Students on the course are able and encouraged to comment on the process of undertaking this assessment in their online Reflective Journals (which they are required to complete weekly as a formative assessment) and are asked to provide upwards feedback through the appraisal document itself as there is a space for an entry/comment on this at the end. In addition, they are directly asked for their feedback on this specific assessment within the Course Evaluation Form. It is the first year that this assessment has run and so it will be evaluated as part of the course review.  

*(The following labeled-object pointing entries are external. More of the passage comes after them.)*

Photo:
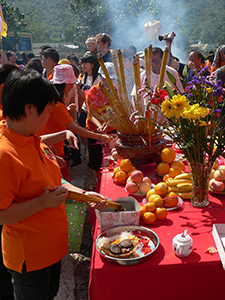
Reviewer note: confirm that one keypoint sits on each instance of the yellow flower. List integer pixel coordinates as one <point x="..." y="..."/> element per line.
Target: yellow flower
<point x="180" y="103"/>
<point x="168" y="108"/>
<point x="195" y="112"/>
<point x="202" y="123"/>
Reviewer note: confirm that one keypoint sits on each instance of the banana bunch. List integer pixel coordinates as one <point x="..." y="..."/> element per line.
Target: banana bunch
<point x="181" y="185"/>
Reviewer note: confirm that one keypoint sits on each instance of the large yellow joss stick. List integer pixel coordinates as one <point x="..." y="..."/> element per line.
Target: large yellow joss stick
<point x="137" y="81"/>
<point x="114" y="92"/>
<point x="123" y="82"/>
<point x="161" y="78"/>
<point x="150" y="64"/>
<point x="109" y="81"/>
<point x="146" y="57"/>
<point x="149" y="83"/>
<point x="117" y="119"/>
<point x="163" y="68"/>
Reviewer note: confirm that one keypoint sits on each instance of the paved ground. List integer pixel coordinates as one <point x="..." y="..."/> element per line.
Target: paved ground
<point x="75" y="267"/>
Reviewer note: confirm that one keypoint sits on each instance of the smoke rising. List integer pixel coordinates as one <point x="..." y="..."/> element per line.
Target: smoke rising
<point x="129" y="27"/>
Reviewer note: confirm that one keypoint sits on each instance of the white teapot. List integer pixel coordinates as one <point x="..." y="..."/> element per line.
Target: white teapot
<point x="182" y="244"/>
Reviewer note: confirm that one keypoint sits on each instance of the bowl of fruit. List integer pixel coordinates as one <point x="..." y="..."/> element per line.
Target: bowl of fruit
<point x="160" y="200"/>
<point x="137" y="184"/>
<point x="122" y="172"/>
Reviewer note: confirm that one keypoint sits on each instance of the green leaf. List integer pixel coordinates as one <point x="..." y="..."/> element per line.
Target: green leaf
<point x="185" y="71"/>
<point x="172" y="79"/>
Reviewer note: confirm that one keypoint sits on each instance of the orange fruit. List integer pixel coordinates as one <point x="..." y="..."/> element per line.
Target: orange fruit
<point x="131" y="170"/>
<point x="120" y="176"/>
<point x="165" y="177"/>
<point x="163" y="168"/>
<point x="161" y="213"/>
<point x="149" y="217"/>
<point x="179" y="164"/>
<point x="150" y="192"/>
<point x="156" y="199"/>
<point x="174" y="171"/>
<point x="142" y="211"/>
<point x="171" y="199"/>
<point x="161" y="189"/>
<point x="125" y="165"/>
<point x="168" y="155"/>
<point x="150" y="206"/>
<point x="116" y="170"/>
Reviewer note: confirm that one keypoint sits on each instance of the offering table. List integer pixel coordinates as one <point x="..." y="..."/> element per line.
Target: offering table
<point x="164" y="275"/>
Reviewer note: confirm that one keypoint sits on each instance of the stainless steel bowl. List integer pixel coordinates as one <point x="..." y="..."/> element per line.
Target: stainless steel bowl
<point x="129" y="261"/>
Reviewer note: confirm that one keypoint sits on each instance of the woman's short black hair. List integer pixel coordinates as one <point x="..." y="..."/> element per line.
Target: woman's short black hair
<point x="35" y="64"/>
<point x="5" y="70"/>
<point x="26" y="87"/>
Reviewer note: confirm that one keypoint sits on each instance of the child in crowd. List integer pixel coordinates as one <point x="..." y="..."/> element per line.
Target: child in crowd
<point x="91" y="44"/>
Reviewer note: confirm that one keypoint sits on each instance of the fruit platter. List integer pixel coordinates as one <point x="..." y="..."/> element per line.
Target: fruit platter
<point x="217" y="178"/>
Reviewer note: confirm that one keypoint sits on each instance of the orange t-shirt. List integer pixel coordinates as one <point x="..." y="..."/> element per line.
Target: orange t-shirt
<point x="27" y="166"/>
<point x="1" y="113"/>
<point x="50" y="74"/>
<point x="59" y="117"/>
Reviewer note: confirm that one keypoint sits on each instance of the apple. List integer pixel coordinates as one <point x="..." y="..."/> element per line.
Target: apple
<point x="137" y="176"/>
<point x="147" y="179"/>
<point x="212" y="174"/>
<point x="144" y="187"/>
<point x="219" y="174"/>
<point x="221" y="167"/>
<point x="129" y="179"/>
<point x="217" y="186"/>
<point x="131" y="187"/>
<point x="115" y="155"/>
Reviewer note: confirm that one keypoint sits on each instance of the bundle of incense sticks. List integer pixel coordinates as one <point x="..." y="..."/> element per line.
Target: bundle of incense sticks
<point x="117" y="115"/>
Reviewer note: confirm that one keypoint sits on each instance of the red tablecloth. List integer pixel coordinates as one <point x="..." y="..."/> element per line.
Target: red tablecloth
<point x="164" y="275"/>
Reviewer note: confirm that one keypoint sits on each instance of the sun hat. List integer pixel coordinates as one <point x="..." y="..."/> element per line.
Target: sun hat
<point x="89" y="57"/>
<point x="64" y="61"/>
<point x="110" y="68"/>
<point x="63" y="74"/>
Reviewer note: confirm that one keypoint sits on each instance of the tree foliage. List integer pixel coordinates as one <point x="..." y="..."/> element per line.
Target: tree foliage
<point x="75" y="20"/>
<point x="15" y="21"/>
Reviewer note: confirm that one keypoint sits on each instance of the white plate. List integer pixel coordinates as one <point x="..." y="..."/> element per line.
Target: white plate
<point x="220" y="193"/>
<point x="143" y="232"/>
<point x="139" y="194"/>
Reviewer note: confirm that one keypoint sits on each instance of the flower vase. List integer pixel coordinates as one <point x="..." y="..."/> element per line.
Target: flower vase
<point x="200" y="176"/>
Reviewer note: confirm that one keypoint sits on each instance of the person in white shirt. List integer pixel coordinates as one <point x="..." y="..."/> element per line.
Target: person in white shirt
<point x="157" y="55"/>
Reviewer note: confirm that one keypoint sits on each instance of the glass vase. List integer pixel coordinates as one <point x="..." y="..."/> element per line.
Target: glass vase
<point x="200" y="176"/>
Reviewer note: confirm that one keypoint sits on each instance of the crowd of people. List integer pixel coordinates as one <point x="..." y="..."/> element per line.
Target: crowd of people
<point x="47" y="109"/>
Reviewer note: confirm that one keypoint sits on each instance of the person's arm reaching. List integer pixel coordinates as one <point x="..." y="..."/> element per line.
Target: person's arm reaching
<point x="19" y="211"/>
<point x="104" y="138"/>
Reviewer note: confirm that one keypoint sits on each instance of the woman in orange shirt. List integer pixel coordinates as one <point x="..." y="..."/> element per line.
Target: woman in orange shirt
<point x="35" y="229"/>
<point x="219" y="58"/>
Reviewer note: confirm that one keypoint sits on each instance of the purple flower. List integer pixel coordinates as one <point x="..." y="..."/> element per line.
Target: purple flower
<point x="134" y="114"/>
<point x="203" y="70"/>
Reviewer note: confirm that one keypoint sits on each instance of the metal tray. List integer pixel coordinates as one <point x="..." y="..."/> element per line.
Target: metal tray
<point x="130" y="261"/>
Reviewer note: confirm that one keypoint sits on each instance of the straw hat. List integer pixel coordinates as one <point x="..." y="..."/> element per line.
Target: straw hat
<point x="63" y="74"/>
<point x="110" y="68"/>
<point x="64" y="61"/>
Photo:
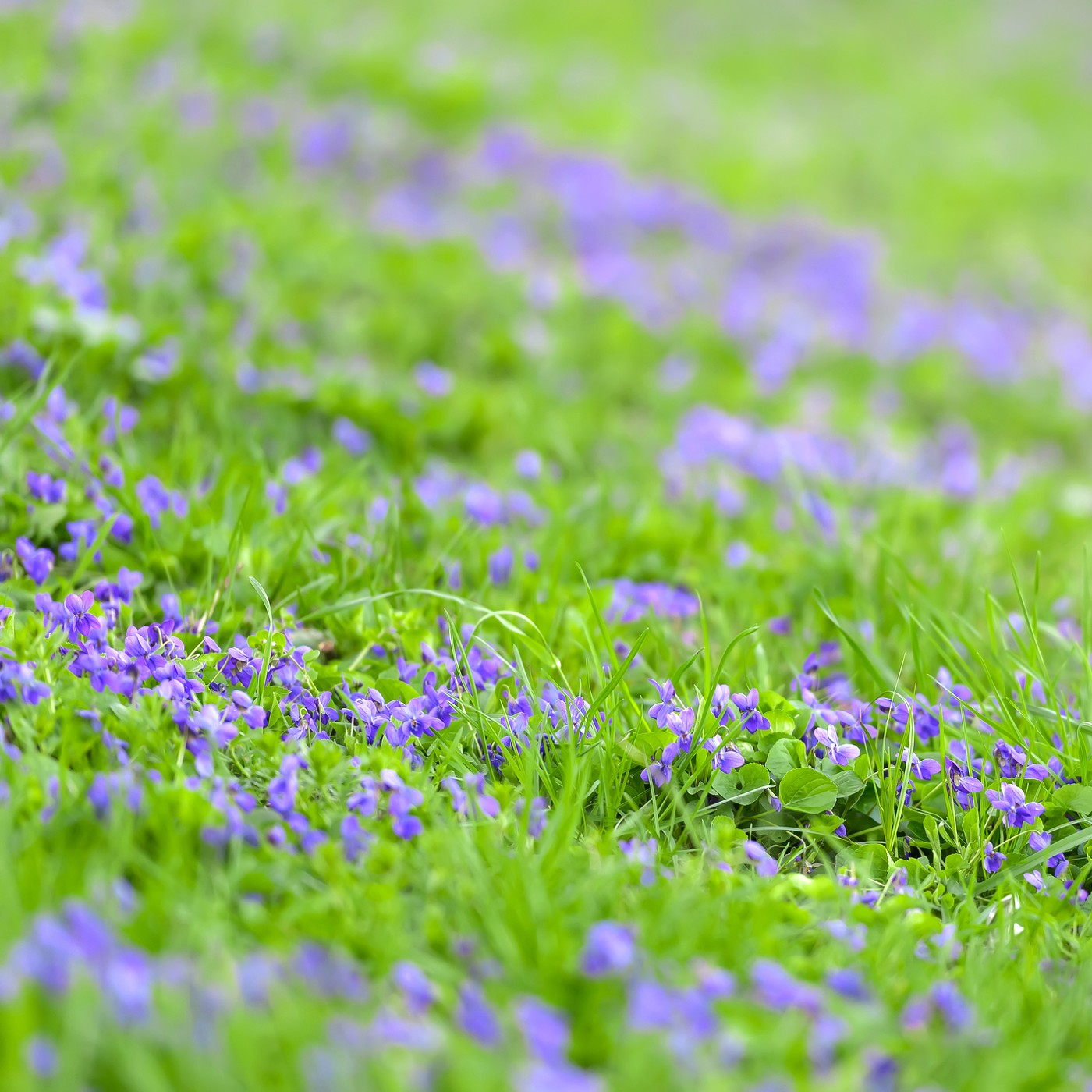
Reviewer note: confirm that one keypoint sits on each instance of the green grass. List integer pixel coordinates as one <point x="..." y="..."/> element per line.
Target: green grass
<point x="959" y="136"/>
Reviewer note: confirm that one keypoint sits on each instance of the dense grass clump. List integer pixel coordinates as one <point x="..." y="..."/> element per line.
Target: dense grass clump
<point x="480" y="612"/>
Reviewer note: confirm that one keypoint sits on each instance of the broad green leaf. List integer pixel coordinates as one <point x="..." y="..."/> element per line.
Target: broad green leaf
<point x="848" y="782"/>
<point x="807" y="791"/>
<point x="744" y="786"/>
<point x="1073" y="799"/>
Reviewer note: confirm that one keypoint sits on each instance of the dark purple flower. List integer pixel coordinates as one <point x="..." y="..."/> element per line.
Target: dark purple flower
<point x="529" y="464"/>
<point x="434" y="381"/>
<point x="764" y="865"/>
<point x="43" y="488"/>
<point x="747" y="704"/>
<point x="41" y="1057"/>
<point x="1010" y="759"/>
<point x="993" y="860"/>
<point x="414" y="985"/>
<point x="658" y="771"/>
<point x="477" y="1017"/>
<point x="545" y="1030"/>
<point x="777" y="988"/>
<point x="354" y="439"/>
<point x="36" y="562"/>
<point x="500" y="565"/>
<point x="608" y="949"/>
<point x="838" y="753"/>
<point x="120" y="420"/>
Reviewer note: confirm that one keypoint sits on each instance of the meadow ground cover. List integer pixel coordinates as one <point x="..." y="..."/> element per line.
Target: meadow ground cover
<point x="489" y="602"/>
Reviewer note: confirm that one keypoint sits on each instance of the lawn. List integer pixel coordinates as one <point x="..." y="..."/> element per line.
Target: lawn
<point x="545" y="548"/>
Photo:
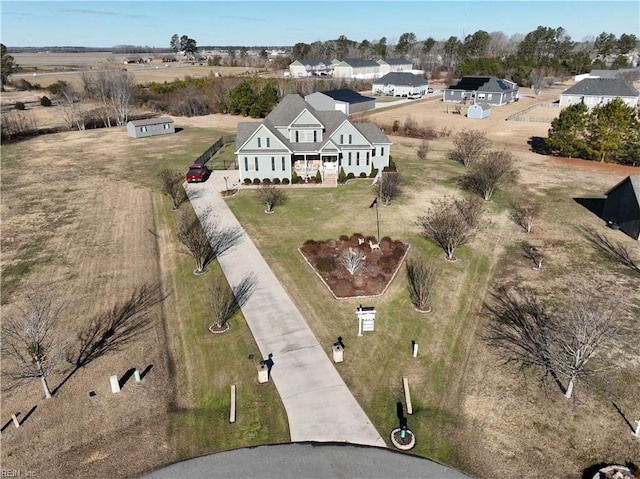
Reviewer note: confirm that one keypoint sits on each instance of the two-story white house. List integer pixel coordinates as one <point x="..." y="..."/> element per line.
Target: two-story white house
<point x="295" y="137"/>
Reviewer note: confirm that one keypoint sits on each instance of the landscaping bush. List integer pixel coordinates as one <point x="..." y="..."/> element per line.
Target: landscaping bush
<point x="342" y="176"/>
<point x="326" y="264"/>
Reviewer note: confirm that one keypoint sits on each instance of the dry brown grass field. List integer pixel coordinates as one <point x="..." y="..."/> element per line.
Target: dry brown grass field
<point x="92" y="233"/>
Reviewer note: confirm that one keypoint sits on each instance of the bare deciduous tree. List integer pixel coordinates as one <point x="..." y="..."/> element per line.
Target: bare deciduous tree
<point x="488" y="173"/>
<point x="171" y="184"/>
<point x="271" y="196"/>
<point x="451" y="223"/>
<point x="352" y="259"/>
<point x="470" y="146"/>
<point x="525" y="213"/>
<point x="226" y="301"/>
<point x="423" y="150"/>
<point x="204" y="238"/>
<point x="420" y="280"/>
<point x="30" y="339"/>
<point x="389" y="186"/>
<point x="112" y="330"/>
<point x="560" y="341"/>
<point x="533" y="253"/>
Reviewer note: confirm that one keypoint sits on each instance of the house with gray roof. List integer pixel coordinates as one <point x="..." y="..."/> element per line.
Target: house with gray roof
<point x="307" y="68"/>
<point x="400" y="84"/>
<point x="150" y="127"/>
<point x="345" y="100"/>
<point x="598" y="91"/>
<point x="389" y="65"/>
<point x="622" y="206"/>
<point x="296" y="137"/>
<point x="356" y="68"/>
<point x="482" y="89"/>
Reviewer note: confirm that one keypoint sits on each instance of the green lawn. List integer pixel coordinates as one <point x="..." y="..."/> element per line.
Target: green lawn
<point x="375" y="363"/>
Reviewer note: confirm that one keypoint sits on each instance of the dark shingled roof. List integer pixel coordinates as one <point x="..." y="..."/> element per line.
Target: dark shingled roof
<point x="347" y="95"/>
<point x="289" y="108"/>
<point x="402" y="78"/>
<point x="483" y="84"/>
<point x="152" y="121"/>
<point x="359" y="62"/>
<point x="602" y="87"/>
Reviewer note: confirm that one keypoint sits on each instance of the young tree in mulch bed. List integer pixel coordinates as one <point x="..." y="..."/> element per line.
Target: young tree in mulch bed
<point x="374" y="270"/>
<point x="226" y="301"/>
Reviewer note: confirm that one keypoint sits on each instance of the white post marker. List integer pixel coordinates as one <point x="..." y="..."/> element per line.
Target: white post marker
<point x="115" y="385"/>
<point x="232" y="412"/>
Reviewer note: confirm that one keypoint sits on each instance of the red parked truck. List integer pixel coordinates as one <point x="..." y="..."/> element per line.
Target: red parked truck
<point x="197" y="173"/>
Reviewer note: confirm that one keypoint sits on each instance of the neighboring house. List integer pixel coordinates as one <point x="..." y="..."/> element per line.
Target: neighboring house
<point x="479" y="111"/>
<point x="400" y="84"/>
<point x="356" y="68"/>
<point x="598" y="91"/>
<point x="394" y="65"/>
<point x="150" y="127"/>
<point x="307" y="68"/>
<point x="295" y="137"/>
<point x="344" y="100"/>
<point x="483" y="89"/>
<point x="622" y="206"/>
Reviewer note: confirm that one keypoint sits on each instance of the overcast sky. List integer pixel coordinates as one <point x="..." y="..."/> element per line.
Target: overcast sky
<point x="270" y="23"/>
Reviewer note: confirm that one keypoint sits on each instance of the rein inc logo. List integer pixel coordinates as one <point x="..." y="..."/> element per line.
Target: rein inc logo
<point x="17" y="473"/>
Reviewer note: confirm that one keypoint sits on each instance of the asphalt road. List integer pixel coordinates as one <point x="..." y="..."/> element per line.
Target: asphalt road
<point x="308" y="461"/>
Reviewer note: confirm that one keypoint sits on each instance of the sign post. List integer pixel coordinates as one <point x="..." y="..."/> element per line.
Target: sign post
<point x="366" y="318"/>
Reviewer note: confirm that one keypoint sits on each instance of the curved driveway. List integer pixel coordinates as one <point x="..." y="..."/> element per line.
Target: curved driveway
<point x="318" y="404"/>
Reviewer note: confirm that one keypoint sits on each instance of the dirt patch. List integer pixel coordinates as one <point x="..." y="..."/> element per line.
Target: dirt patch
<point x="378" y="267"/>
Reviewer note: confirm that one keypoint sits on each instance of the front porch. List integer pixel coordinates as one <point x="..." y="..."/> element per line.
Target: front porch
<point x="307" y="166"/>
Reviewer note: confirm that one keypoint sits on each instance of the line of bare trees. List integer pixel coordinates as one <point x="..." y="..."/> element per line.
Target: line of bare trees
<point x="565" y="341"/>
<point x="35" y="344"/>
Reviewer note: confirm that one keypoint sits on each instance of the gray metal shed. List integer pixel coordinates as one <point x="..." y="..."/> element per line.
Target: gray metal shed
<point x="150" y="127"/>
<point x="479" y="110"/>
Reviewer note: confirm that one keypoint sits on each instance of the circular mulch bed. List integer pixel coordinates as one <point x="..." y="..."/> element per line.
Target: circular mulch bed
<point x="370" y="279"/>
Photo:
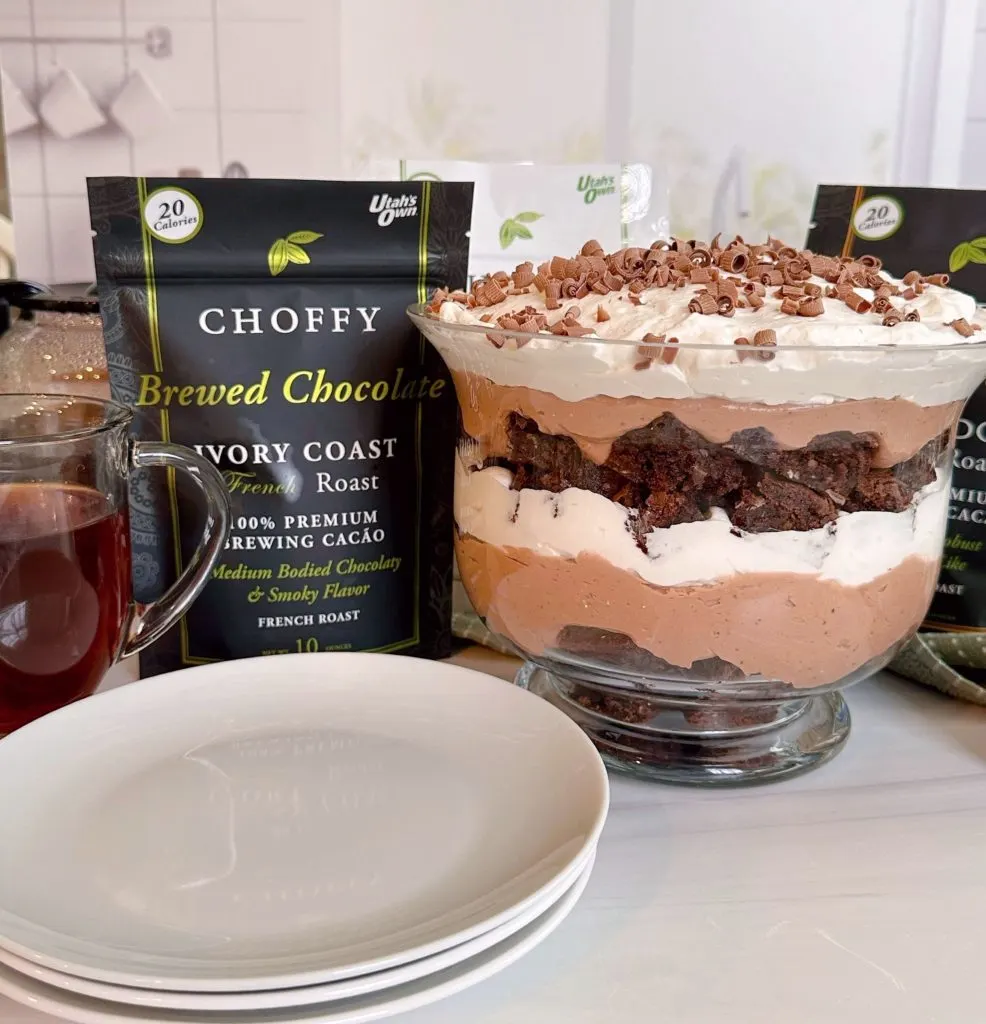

I also introduced the professional development appraisal method on another course this year, PU5548 Work-Based Placement in Applied Health Sciences, which is on campus, and my intention is to plan and conduct formal pedagogical research on work-oriented learning, professional development planning and assessment over the next two years.

Dissemination

I have informally shared this assessment practice with colleagues at the University, but plan to do so formally through a presentation/poster at a future internal event. I am also drafting a blog post for my ‘in development’ site “Pedablogy” here: https://heathermaymorgan.com/pedablogy/ and will submit an abstract to an external conference – describing the implementation and evaluation of the assessment. In time, when I have completed formal pedagogical research into this practice, I will submit a conference abstract and manuscript reporting the findings and implications for international reach among the broader University learning and teaching community, with reflections on the place of this assessment type within work-oriented courses and beyond.